Airports are ugly. Some are very ugly. Some attain a degree of ugliness that can only be the result of a special effort. This ugliness arises because airports are full of people who are tired, cross, and have just discovered that their luggage has landed in Murmansk (Murmansk airport is the only known exception to this otherwise infallible rule), and architects have on the whole tried to convey this in their designs.

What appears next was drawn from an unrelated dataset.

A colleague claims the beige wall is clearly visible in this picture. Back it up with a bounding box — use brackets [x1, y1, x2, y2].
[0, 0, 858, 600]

They have sought to highlight the tiredness and crossness motif with brutal shapes and nerve-jangling colors, to make effortless the business of separating the traveler forever from his or her luggage or loved ones, to confuse the traveler with arrows that appear to point at the windows, distant tie racks, or the current position of Ursa Minor in the night sky, and wherever possible to expose the plumbing on the grounds that it is functional, and conceal the location of the departure gates, presumably on the grounds that they are not.
Caught in the middle of a sea of hazy light and a sea of hazy noise, Kate Schechter stood and doubted.
So begins the new book I am reading, The Long Dark Tea-Time of the Soul, by Douglas Adams. Impressions so far? The style is unmistakable, getting carried off with obsurd details with the sometimes result of forgetting what on earth the beginning of a sentence was about. But I am enjoying it. Not as much as Hitchhikers Guide, but i am only just getting into the story, so it has time to grow.
I stopped at Borders (or barnes and noble, i can never remember which is which) last saturday, and got some GetFuzzy, as well as some heavier reading such as this.